Itchy internal organs! The very thought chills me to the core! What terror,
what torment would be involved in having, say, an itchy spleen! Even
as I write about it, I feel that I should stop; I am afflicted by a
superstitious thought that my merely mentioning itchy spleens will
summon that phenomenon from its slumber in the realm of
the merely possible, and drag it into the harsh, glaring light of the actual. How mind-achingly unbearable that
would be - an itch that
- you could not scratch; and
- being no mere surface irritation, would have invaded the most private
of spaces
Yuk!
And imagine the procedure for ridding oneself of such an itch. There
would simply be no alternative: it would be surgery or
nothing. Picture the scene. You are admitted to hospital with an itchy
pancreas. You are anaesthetised and wheeled to theatre, where you are
surrounded by green-gowned medical staff. Lights flash and monitors
beep on dizzyingly arcane hi-tech equipment. 'Scalpel!', a doctor
orders.

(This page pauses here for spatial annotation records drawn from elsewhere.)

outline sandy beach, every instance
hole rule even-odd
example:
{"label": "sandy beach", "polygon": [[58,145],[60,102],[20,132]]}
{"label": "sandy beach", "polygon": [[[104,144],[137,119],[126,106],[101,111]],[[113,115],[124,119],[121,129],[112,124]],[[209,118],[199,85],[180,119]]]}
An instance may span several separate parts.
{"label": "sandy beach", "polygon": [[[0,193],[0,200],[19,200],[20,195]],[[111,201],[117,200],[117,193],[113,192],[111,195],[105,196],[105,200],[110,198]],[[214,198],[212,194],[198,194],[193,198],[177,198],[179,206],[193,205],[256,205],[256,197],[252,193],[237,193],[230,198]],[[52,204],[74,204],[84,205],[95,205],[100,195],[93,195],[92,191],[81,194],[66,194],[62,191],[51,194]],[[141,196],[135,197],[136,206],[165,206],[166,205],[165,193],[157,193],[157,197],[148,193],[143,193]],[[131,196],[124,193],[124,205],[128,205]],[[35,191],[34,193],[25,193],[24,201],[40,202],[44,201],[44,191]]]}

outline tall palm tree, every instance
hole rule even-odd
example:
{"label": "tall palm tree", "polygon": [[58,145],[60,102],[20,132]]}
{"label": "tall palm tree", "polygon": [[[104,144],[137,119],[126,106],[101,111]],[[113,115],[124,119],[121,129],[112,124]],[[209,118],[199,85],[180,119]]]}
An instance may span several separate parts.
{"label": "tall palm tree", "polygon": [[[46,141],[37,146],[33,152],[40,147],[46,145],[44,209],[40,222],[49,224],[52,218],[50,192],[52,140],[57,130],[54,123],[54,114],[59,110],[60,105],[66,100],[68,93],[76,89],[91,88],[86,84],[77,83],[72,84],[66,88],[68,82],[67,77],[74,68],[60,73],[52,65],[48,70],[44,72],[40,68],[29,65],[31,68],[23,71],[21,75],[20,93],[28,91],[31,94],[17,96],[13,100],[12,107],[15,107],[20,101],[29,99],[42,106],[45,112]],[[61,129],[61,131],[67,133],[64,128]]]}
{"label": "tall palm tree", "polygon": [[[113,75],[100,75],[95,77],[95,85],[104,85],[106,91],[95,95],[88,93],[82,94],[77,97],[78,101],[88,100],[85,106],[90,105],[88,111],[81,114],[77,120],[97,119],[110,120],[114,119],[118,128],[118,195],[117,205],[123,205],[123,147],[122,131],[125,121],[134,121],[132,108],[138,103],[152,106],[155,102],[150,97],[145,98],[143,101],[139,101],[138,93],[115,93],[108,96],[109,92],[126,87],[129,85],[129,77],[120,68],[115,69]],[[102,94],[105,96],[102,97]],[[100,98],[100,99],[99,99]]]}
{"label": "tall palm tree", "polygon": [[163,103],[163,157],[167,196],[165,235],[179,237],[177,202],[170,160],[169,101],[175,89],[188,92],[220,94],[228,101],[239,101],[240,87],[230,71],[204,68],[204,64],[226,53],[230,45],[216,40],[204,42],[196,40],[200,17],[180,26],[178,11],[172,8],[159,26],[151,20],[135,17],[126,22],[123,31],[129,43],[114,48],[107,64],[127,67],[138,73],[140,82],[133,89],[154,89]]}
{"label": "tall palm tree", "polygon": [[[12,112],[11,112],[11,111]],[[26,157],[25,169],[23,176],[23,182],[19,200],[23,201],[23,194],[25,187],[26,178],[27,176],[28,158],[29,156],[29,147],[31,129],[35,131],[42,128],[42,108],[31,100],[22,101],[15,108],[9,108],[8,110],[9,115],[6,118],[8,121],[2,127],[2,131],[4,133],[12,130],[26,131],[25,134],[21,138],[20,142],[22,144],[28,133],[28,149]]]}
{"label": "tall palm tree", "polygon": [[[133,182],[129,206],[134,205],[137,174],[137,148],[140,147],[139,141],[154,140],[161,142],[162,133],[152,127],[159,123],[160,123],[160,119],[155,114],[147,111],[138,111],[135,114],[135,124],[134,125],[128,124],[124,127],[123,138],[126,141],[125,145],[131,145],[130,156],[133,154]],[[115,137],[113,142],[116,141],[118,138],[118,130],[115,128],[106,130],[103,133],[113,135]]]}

The instrument is passed to her, and she makes her incision
with unconcious, practised ease. Her begloved hand enters the
fresh-gaping hole, and finds the pancreas.
She scratches, and you are sewn up.
Hours later, you awake, your mind fogged with the anaesthetic. You
purse your dry lips, and, with what seems a Herculean effort, you
speak. 'Down a bit, and to the left', you say.